21. Ô Indra, par toi que (nos pères) ont chanté, et que nous chantons aussi, (que la maison) de ton serviteur soit remplie de biens, comme les rivières sont remplies (d’eau). (Dieu) traîné par des coursiers azurés, des rites nouveaux sont accomplis en ton honneur : nous t’avons fait des offrandes de toute espèce. Que la Prière devienne pour nous telle qu’un char (fortuné) !


HYMNE XIV.

À Indra, par Vamadéva.

(Mètre : Trichtoubh.)

1. (Un assistant parle à Vâmadéva.) Voici la voie ancienne que les dieux ont tous suivie pour arriver à l’existence. Que par la même voie naisse (Indra), déjà mûr pour la vie. Par des soins trop empressés ne cause pas l’avortement de la mère[3].

2. (Vâmadéva répond.) Cette voie ne me semble pas encore ouverte. Les accouchements irréguliers sont malheureux. Tout ce que je dois faire n’est pas fait ; avec l’un il faut que j’emploie la force, avec l’autre, la prière[4].

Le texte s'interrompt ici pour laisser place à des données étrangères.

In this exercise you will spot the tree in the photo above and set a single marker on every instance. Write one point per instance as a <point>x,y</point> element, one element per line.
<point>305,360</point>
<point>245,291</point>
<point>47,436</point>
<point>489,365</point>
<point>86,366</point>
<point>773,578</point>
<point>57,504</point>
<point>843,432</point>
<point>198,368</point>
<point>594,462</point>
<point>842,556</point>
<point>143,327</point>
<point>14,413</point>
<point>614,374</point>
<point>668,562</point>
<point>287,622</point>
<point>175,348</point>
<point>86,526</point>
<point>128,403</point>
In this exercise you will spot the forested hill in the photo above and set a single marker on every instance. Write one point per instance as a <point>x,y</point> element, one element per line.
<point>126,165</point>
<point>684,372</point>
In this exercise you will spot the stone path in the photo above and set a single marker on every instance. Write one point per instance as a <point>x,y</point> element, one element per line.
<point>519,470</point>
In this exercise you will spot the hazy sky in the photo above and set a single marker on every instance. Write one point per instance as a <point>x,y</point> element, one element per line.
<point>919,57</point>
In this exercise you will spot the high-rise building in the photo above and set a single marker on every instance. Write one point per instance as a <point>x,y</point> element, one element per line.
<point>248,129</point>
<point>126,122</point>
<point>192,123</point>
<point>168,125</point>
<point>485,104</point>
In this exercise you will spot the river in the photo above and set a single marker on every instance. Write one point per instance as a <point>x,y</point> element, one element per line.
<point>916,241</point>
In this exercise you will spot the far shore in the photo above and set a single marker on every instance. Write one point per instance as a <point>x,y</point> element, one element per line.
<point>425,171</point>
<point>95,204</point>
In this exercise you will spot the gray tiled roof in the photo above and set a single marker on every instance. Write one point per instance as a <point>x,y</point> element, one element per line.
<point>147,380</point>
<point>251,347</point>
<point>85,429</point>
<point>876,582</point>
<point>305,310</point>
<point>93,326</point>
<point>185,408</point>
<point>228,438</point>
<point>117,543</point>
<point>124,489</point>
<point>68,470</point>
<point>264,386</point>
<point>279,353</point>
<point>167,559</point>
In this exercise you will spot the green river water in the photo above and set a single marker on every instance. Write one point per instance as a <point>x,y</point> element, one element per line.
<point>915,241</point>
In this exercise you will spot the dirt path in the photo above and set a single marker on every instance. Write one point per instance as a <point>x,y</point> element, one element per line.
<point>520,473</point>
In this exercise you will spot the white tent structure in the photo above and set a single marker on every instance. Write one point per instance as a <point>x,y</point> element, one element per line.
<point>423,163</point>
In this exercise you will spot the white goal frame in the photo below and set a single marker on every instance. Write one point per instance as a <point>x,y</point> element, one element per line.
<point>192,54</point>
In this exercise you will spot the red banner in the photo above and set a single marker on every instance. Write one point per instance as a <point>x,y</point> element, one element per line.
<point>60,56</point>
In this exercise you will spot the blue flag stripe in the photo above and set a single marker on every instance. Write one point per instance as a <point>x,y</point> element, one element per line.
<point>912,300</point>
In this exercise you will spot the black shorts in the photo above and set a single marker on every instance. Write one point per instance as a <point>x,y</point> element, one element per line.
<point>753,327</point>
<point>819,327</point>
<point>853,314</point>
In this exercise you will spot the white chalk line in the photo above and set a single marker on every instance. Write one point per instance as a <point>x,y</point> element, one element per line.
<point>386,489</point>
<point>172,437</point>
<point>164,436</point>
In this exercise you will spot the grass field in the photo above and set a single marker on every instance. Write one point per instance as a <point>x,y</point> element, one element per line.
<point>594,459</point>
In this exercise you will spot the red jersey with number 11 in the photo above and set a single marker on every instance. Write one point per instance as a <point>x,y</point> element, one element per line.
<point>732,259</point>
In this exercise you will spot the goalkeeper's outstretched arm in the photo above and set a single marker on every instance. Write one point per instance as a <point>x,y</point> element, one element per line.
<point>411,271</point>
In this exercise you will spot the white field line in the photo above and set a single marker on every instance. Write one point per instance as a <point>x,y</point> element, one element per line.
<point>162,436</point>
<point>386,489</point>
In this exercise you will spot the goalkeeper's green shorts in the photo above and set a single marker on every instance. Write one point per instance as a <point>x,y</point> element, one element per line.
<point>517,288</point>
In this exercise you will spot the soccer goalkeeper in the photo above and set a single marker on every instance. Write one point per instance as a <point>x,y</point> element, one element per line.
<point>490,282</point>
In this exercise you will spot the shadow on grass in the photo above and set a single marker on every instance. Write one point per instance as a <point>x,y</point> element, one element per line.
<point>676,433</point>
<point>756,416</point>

3. La mère se lève. Qu’(Indra) la voie et qu’il vienne. Que tout s’enchaîne et s’accomplisse avec ordre. Que dans la demeure de Twachtri[5] Indra

  1. Voy. page 76, col. 1, note 7 ; section I, lecture iv, hymne xv, st. 13, et même section, lecture viii, hymne ix, st. 13. Je restitue de cette manière la légende d’Étasa, que, surtout page 120, je crois avoir défigurée. Swaswa avait obtenu que le Soleil (Soùrya) s’incarnât et devînt son fils. Le Richi Étasa eut un démêlé avec Soûrya, et il pria Indra de le secourir. Dans un combat Étasa, devenu prisonnier, se trouvait emporté sur le char de Soûrya : Indra brisa une roue de ce char, et arrêta ainsi le ravisseur d’Étasa. Le deuxième vers de cette strophe semble indiquer le sens de cette légende. Étasa serait le nuage que le Soleil paraît emporter dans sa course. Indra brise la roue ou le disque du Soleil, c’est-à-dire obscurcit ses rayons ; le nuage s’arrête, se condense et arrose la terre.
  2. Il y a une cérémonie que l’on nomme askinî, et qui semble devoir être une libation. Elle a lieu le matin quand la nuit règne encore, ou le soir quand la nuit commence : car le mot askinî signifie noire. Le vers ici traduit est ce qu’on appelle écapadi. Il n’a qu’un pada, ou le quart d’une stance.
  3. Je suis loin d’être d’accord avec le commentateur sur tous les détails de cet hymne. Il serait très-long de m’expliquer sur ce dissentiment. Je ne citerai qu’un seul exemple, qui fera sentir la profonde différence qui existe dans nos deux manières de voir. Il pense que par le mot mère il faut entendre ici Aditi, la mère des dieux. Je crois que la mère dont parle le poëte, c’est la vache du sacrifice, la flamme, qui risque de s’éteindre sous les libations multipliées. Il y a dans ce passage un mot qui n’est pas rendu exactement, et sur lequel je vais m’expliquer. Ce mot est amouyâ, pronom féminin au troisième cas. Voici comme je conçois l’esprit de cette strophe : le sacrifice du matin, qui est la matrice où naissent les dieux, se poursuit. La flamme est allumée, mais il est à craindre qu’elle ne soit étouffée par la libation qui sort de la cuiller sacrée, djouhoû. C’est ce mot djouhoû qui me semble sous-entendu, et qui est désigné par le pronom amouyâ. Mâ mâtaram amouya pattavé cah ; ne fais pas tomber la mère avec cette cuiller, c’est-à-dire n’abats point la flamme avec la libation.
  4. On se souvient que c’est par la force que le feu est extrait de l’Aranî. Le poëte va maintenant employer la prière avec Indra.
  5. Twachtri est Agni : sa demeure, c’est le lieu du sacrifice.